A mudança de procedimento foi anunciada pelo ministério na quinta-feira, depois de vários sinais de que a população não estava tendo acesso ao remédio com a rapidez necessária – além de se sujeitar a aglomerações que poderiam impulsionar a disseminação da doença. “A medida foi adotada para dar agilidade à assistência”, diz Eduardo Hage, diretor de Vigilância Epidemiológica do Ministério da Saúde. Na mesma quinta-feira, a fábrica da Fiocruz de Manguinhos, no Rio de Janeiro, entregou as primeiras 210 mil doses do remédio encapsuladas no Brasil. Elas serão, agora, distribuídas aos Estados.
Desde que surgiu no México, em abril, bastaram ao vírus A(H1N1) dois meses para dar a volta ao mundo, infectando 135 mil pessoas, e matar mais de 800 pessoas em 160 países, segundo a Organização Mundial da Saúde (OMS). Esse é o lado visível da pandemia. O total de casos é várias vezes maior. As pandemias de gripe ocorrem em ondas sucessivas, geralmente no inverno, quando a doença pode piorar ou abrandar. A questão estratégica que se coloca diante das autoridades sanitárias é desenvolver uma vacina para imunizar a população contra a nova gripe, antes que ela se torne mais letal. Só uma vacina será capaz de conter o vírus – e é importante produzi-la a tempo de enfrentar as próximas ondas de contágio.

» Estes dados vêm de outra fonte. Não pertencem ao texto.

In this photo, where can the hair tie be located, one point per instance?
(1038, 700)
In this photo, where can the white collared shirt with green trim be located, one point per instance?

Enquanto tal vacina não existe, o centro da polêmica que cerca a pandemia de gripe suína no Brasil é o uso do Tamiflu. O remédio não existe nas farmácias. De acordo com a Roche, seu fabricante, as doses se esgotaram naturalmente, e a política da empresa, diante da pandemia, é fornecer apenas ao Ministério da Saúde. Isso torna a política adotada para receitar e distribuir a droga ainda mais crucial para o sucesso do país no combate à gripe suína.